Auch hat das FG die Unangemessenheit des Kaufpreises der hier streitigen Aktienverkäufe unter Heranziehung des Verhältnisses von Ankaufspreis zu DVFA/SG-Ergebnis im Anschaffungsjahr der Aktien und unter Heranziehung der Kaufpreise für fremdveräußerte Aktien im zeitlichen Zusammenhang mit den hier in Streit stehenden Aktienverkäufen abgeleitet.
Auf Grund dieser das Ergebnis ebenfalls tragenden selbständigen Begründungen ist nicht ersichtlich, dass die Einholung des Gutachtens zu einer anderen Entscheidung geführt hätte.
b) Ein Verstoß gegen § 96 Abs. 1 Satz 1 FGO und damit ein Verfahrensfehler kann gegeben sein, wenn das FG bei seiner Entscheidung den in den Verfahrensakten enthaltenen Vortrag eines Beteiligten nicht berücksichtigt.

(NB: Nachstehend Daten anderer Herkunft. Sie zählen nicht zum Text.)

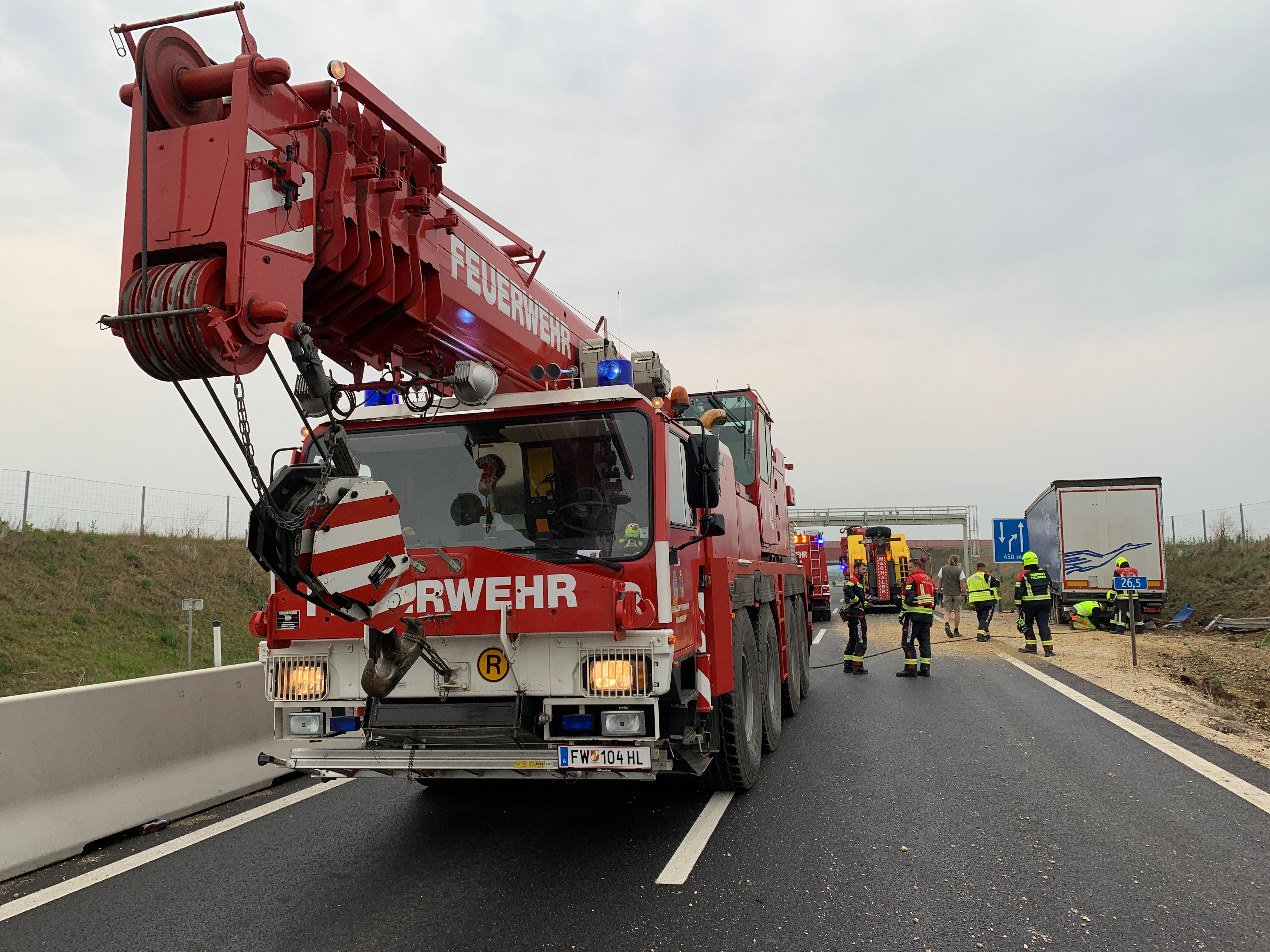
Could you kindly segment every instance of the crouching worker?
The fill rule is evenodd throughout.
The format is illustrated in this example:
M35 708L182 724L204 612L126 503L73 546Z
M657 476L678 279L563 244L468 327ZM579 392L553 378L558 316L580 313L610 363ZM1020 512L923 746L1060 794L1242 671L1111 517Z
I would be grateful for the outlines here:
M970 608L979 618L979 627L974 632L975 641L988 641L988 626L992 625L992 616L997 611L997 599L1001 597L1001 579L987 572L987 565L979 562L974 566L974 575L966 579L965 588Z
M1102 597L1102 602L1090 599L1072 605L1072 627L1077 631L1109 630L1115 614L1115 592Z

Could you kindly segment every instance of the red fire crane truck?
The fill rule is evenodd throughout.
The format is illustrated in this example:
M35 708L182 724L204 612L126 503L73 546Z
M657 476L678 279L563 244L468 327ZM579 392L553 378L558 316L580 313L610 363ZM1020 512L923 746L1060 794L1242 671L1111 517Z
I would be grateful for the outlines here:
M276 735L302 741L278 763L749 787L812 631L763 401L618 353L537 279L544 251L443 184L436 136L349 63L292 84L241 6L114 28L135 76L102 322L249 473L276 580L251 626ZM243 34L220 63L171 25L213 13ZM268 479L241 385L267 360L311 434Z
M827 622L833 618L829 608L829 565L824 560L824 536L810 536L794 531L794 559L806 571L808 603L812 605L812 621Z

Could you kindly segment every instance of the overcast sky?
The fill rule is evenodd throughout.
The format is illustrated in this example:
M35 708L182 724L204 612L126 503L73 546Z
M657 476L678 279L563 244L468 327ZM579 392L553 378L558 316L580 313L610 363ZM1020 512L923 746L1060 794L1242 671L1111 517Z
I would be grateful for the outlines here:
M188 6L188 4L187 4ZM131 61L155 0L0 10L0 467L229 491L114 312ZM1270 5L253 0L343 58L446 182L690 390L751 385L800 505L977 504L1160 475L1270 499ZM232 18L188 27L216 60ZM265 368L267 369L267 368ZM264 373L258 449L296 442ZM987 533L984 533L987 534Z

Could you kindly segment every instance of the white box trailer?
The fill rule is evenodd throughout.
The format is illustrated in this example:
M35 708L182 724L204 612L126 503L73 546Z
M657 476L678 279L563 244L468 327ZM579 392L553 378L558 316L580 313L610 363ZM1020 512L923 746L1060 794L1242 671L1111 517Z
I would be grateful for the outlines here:
M1147 576L1143 612L1160 612L1168 594L1162 505L1158 476L1049 484L1025 515L1031 548L1058 586L1055 612L1102 598L1120 556Z

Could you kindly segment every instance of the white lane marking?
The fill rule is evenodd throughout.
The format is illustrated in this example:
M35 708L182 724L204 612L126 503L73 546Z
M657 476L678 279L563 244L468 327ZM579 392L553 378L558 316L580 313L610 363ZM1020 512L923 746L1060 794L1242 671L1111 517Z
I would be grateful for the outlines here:
M1226 787L1228 791L1234 793L1234 796L1243 797L1250 803L1252 803L1252 806L1259 807L1265 812L1270 814L1270 793L1266 793L1260 787L1253 787L1247 781L1240 779L1228 770L1223 770L1217 764L1209 763L1198 754L1193 754L1186 748L1179 746L1177 744L1173 744L1173 741L1161 737L1153 730L1148 730L1147 727L1143 727L1140 724L1135 724L1134 721L1130 721L1128 717L1118 715L1110 707L1104 707L1097 701L1085 697L1085 694L1076 691L1074 688L1067 687L1060 680L1054 680L1048 674L1038 671L1031 665L1024 664L1022 661L1015 660L1013 658L1006 658L1006 655L1001 655L1001 658L1005 658L1015 668L1021 668L1022 670L1027 671L1031 677L1048 684L1058 693L1066 694L1067 697L1072 698L1072 701L1078 703L1081 707L1088 708L1099 717L1105 717L1106 720L1111 721L1111 724L1114 724L1116 727L1129 731L1129 734L1135 736L1138 740L1151 744L1151 746L1153 746L1156 750L1163 754L1168 754L1168 757L1173 758L1173 760L1185 764L1186 767L1195 770L1195 773L1208 777L1210 781L1213 781L1213 783Z
M315 783L312 787L306 787L305 790L291 793L273 803L264 803L254 810L246 810L237 816L231 816L227 820L221 820L220 823L213 823L211 826L204 826L197 833L187 833L184 836L178 836L177 839L169 840L163 845L154 847L151 849L145 849L140 853L133 853L126 859L119 859L108 866L103 866L99 869L94 869L90 873L84 873L83 876L76 876L72 880L66 880L65 882L58 882L56 886L50 886L48 889L42 889L38 892L32 892L22 899L15 899L11 902L5 902L0 905L0 922L5 919L13 919L15 915L22 915L23 913L37 909L46 902L52 902L53 900L61 899L62 896L69 896L72 892L79 892L89 886L95 886L99 882L109 880L119 873L126 873L128 869L136 869L138 866L145 866L146 863L154 862L155 859L161 859L165 856L170 856L177 850L184 849L185 847L193 847L202 843L204 839L211 839L221 833L227 833L229 830L249 824L253 820L259 820L262 816L268 816L278 810L286 810L288 806L295 806L301 800L307 800L309 797L315 797L319 793L325 793L329 790L340 787L349 782L352 778L339 779L339 781L326 781L325 783ZM730 796L730 795L729 795Z
M688 835L683 838L679 848L671 857L671 862L665 864L662 875L657 877L659 883L663 886L682 886L687 881L692 867L696 866L697 858L701 856L701 850L710 842L710 834L719 825L719 820L723 819L723 811L728 809L728 803L730 802L730 791L715 793L710 797L710 801L701 811L701 816L692 824Z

Zur schlüssigen Rüge eines solchen Verfahrensfehlers müssen die (angeblich) vom FG übergangenen Akten, Aktenteile oder Schriftsätze genau bezeichnet werden. Ferner muss dargelegt werden, welche Schlussfolgerungen sich dem FG ausgehend von dessen materiell-rechtlichem Standpunkt auf Grund dieser Tatsachen hätten aufdrängen müssen. Schließlich muss die Erheblichkeit des gerügten Verfahrensmangels dargetan werden (z.B. BFH-Beschlüsse vom 12. November 2008 X B 112/08, BFH/NV 2009, 161, und vom 11. November 2008 X B 190/07, BFH/NV 2009, 198, jeweils m.w.N.). Diesen Anforderungen genügt der Vortrag der Kläger nicht. Sie haben schon nicht dargelegt, welchen konkreten Akteninhalt bzw. Vortrag das FG bei seiner Entscheidung nicht berücksichtigt haben soll. Auch mit dem diesbezüglichen Vorbringen wenden sich die Kläger inhaltlich im Kern gegen die Sachverhalts- und Beweiswürdigung des FG. Damit machen sie jedoch keinen Verfahrensfehler geltend.
4. Die Kostenentscheidung folgt aus § 135 Abs. 2 FGO.
5. Von einer weiteren Begründung und insbesondere von einer Darstellung des Sachverhalts sieht der Senat gemäß § 116 Abs. 5 Satz 2 FGO ab.